Stop ai contanti dal 1° luglio: esclusi dal divieto gli anticipi di cassa ai lavoratori

Manca poco all’entrata in vigore delle disposizioni dell’articolo 1, commi 910-914, della legge 205/2017, che prevedono che che a partire dal 1° luglio 2018 tutti i datori di lavoro o committenti debbano corrispondere ai lavoratori la retribuzione (e qualsiasi anticipo di essa) non più tramite contanti bensì unicamente attraverso una banca o un ufficio postale.

Il pagamento delle retribuzioni potrà essere effettuato solo ed esclusivamente mediante bonifico sul conto identificato dal codice Iban indicato dal lavoratore, oppure attraverso strumenti di pagamento elettronico (sistemi informatici), o con l’emissione di un assegno consegnato direttamente al lavoratore o, in caso di suo comprovato impedimento, a un suo delegato.

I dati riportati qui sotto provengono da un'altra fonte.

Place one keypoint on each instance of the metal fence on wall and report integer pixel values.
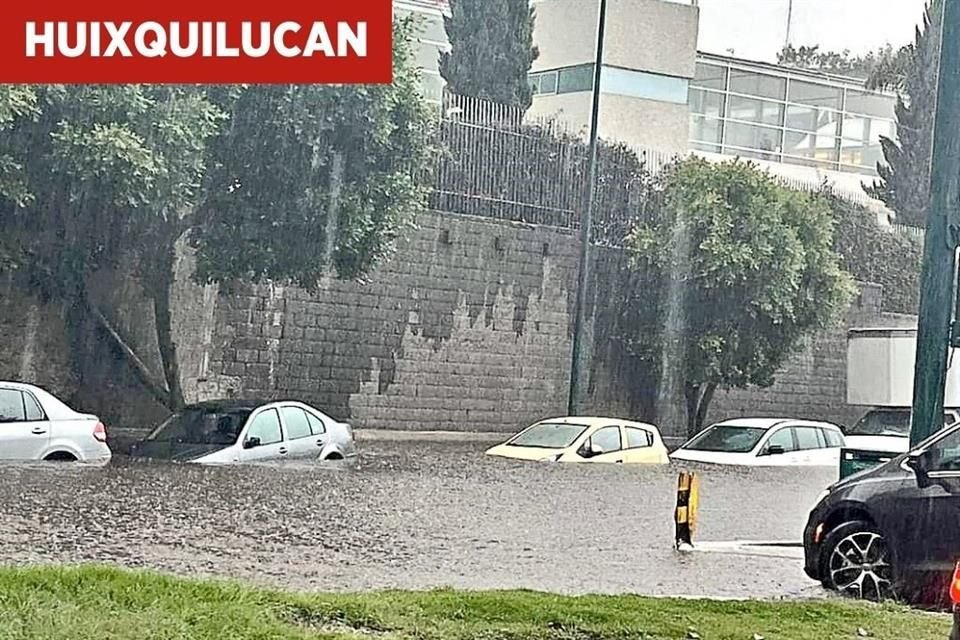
(495, 163)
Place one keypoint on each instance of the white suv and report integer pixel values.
(34, 425)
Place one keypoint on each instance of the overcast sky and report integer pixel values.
(756, 29)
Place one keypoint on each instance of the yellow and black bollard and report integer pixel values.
(688, 498)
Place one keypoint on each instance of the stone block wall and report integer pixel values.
(468, 327)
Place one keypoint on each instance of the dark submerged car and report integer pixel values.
(234, 431)
(893, 530)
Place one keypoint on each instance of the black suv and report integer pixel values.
(893, 529)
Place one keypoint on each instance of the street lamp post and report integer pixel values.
(937, 287)
(586, 224)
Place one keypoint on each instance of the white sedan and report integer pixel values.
(34, 425)
(765, 442)
(238, 431)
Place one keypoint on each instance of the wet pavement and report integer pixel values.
(415, 514)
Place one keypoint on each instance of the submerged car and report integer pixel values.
(35, 425)
(765, 442)
(887, 429)
(580, 439)
(892, 529)
(238, 431)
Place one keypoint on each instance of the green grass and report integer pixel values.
(95, 603)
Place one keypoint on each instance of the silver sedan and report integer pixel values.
(35, 425)
(238, 431)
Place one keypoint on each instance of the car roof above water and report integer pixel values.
(228, 403)
(591, 421)
(769, 423)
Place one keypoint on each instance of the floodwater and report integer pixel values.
(414, 514)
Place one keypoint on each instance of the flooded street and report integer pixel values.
(413, 514)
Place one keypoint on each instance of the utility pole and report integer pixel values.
(937, 286)
(577, 385)
(789, 23)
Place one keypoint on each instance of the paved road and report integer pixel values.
(413, 514)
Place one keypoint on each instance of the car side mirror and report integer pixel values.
(918, 463)
(589, 450)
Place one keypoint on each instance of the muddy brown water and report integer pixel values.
(413, 514)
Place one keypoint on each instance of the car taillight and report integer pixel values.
(955, 586)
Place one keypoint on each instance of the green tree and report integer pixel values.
(904, 183)
(492, 50)
(731, 274)
(277, 182)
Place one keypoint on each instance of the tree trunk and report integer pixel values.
(670, 390)
(698, 398)
(160, 283)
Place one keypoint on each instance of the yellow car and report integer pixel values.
(586, 440)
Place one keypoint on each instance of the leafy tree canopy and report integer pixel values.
(756, 266)
(492, 50)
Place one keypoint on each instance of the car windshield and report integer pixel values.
(549, 435)
(208, 426)
(727, 438)
(882, 423)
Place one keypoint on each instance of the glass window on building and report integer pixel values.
(746, 136)
(432, 84)
(810, 145)
(548, 83)
(812, 93)
(757, 84)
(710, 76)
(753, 110)
(812, 119)
(705, 129)
(429, 27)
(856, 156)
(428, 57)
(870, 104)
(708, 103)
(575, 79)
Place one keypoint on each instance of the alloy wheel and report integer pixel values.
(859, 566)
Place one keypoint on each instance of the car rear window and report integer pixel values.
(727, 438)
(549, 435)
(203, 426)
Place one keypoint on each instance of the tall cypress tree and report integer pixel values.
(904, 183)
(492, 50)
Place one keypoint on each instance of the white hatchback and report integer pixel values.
(765, 442)
(34, 425)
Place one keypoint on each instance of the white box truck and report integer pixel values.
(880, 365)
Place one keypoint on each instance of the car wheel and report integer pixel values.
(856, 561)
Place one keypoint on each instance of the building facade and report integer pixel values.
(431, 41)
(789, 116)
(658, 92)
(645, 77)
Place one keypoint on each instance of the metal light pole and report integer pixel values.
(586, 224)
(943, 224)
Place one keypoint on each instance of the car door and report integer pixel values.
(24, 431)
(609, 441)
(783, 438)
(923, 522)
(263, 437)
(297, 433)
(811, 446)
(638, 446)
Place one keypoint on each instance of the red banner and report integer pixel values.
(196, 41)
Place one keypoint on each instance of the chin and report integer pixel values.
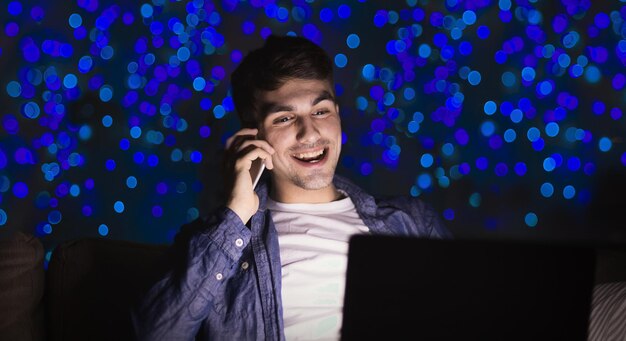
(314, 181)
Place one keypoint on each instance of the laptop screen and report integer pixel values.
(412, 288)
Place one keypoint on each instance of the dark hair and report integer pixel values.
(269, 67)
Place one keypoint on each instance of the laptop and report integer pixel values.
(402, 288)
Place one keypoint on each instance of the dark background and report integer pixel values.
(154, 101)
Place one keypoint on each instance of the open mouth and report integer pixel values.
(311, 157)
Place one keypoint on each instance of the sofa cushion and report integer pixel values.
(21, 288)
(92, 284)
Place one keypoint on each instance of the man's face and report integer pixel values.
(301, 122)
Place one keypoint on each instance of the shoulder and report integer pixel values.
(417, 213)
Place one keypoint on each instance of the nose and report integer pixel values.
(308, 131)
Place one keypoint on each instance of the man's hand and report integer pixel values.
(241, 149)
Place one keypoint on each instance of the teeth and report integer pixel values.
(309, 155)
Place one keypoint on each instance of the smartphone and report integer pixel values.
(258, 166)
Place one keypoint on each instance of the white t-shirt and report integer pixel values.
(313, 241)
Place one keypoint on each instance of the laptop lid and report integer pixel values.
(412, 288)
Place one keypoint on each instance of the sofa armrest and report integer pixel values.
(92, 284)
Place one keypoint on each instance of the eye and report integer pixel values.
(282, 120)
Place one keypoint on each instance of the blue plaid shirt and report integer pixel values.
(225, 282)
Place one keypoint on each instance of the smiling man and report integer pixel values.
(270, 264)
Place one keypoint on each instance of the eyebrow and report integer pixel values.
(272, 107)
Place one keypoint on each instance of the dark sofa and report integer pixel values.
(90, 285)
(85, 294)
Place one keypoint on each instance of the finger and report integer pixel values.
(243, 132)
(244, 161)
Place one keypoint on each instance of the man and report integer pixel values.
(270, 264)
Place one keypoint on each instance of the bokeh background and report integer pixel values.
(506, 116)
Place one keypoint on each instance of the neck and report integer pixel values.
(292, 194)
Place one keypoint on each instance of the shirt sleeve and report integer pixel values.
(203, 256)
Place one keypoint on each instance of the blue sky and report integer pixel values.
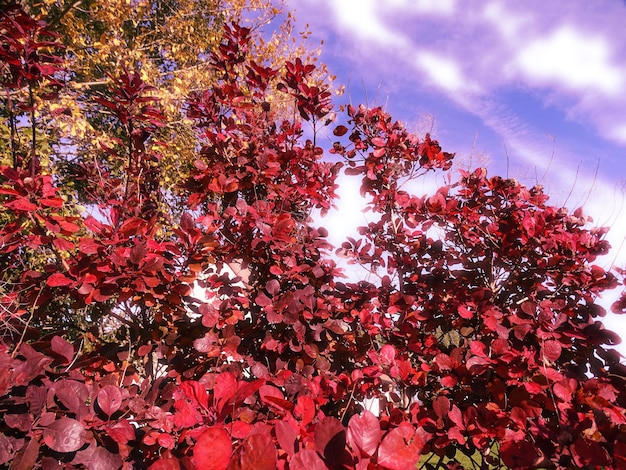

In base alle nuove disposizioni, la corresponsione dello stipendio in contanti sarà possibile ma solo se il pagamento verrà fatto presso lo sportello bancario o postale dove il datore di lavoro abbia aperto un conto corrente di tesoreria con mandato di pagamento.
Lo stop alla retribuzione in contanti punta a reprimere l’elusione e prescinde dall’ammontare della retribuzione corrisposta. A livello normativo, infatti, non è stata prevista una soglia minima retributiva oltre la quale scatta il divieto. Allo stesso modo, non è stata prevista la possibilità di frazionare la retribuzione in pagamenti in contanti infra-mensili.

Ci sono però alcuni aspetti, nella novità che entrerà in vigore dal 1° luglio, che meritano un piccolo approfondimento. Il primo riguarda i compensi che derivano da tirocini, borse di studio e rapporti autonomi di natura occasionale. Considerato che la norma fa esplicito riferimento al termine “retribuzione”, questi compensi sembrerebbero esclusi dal divieto. In merito, tuttavia, è auspicabile un chiarimento ministeriale.

 

 ANTICIPI DI CASSA  – Un chiarimento sarebbe opportuno anche in relazione alla possibilità di continuare a corrispondere in contanti eventuali anticipi di cassa. Accade, ad esempio, per sostenere le spese inerenti l’attività lavorativa. In questi casi si tratta di una prassi abbastanza frequente, in particolar modo nelle piccole aziende.
Sembra dunque corretto ritenere che gli anticipi di cassa restino ammessi, non costituendo parte di retribuzione ed essendo supportati da documentazione idonea e pezze giustificative.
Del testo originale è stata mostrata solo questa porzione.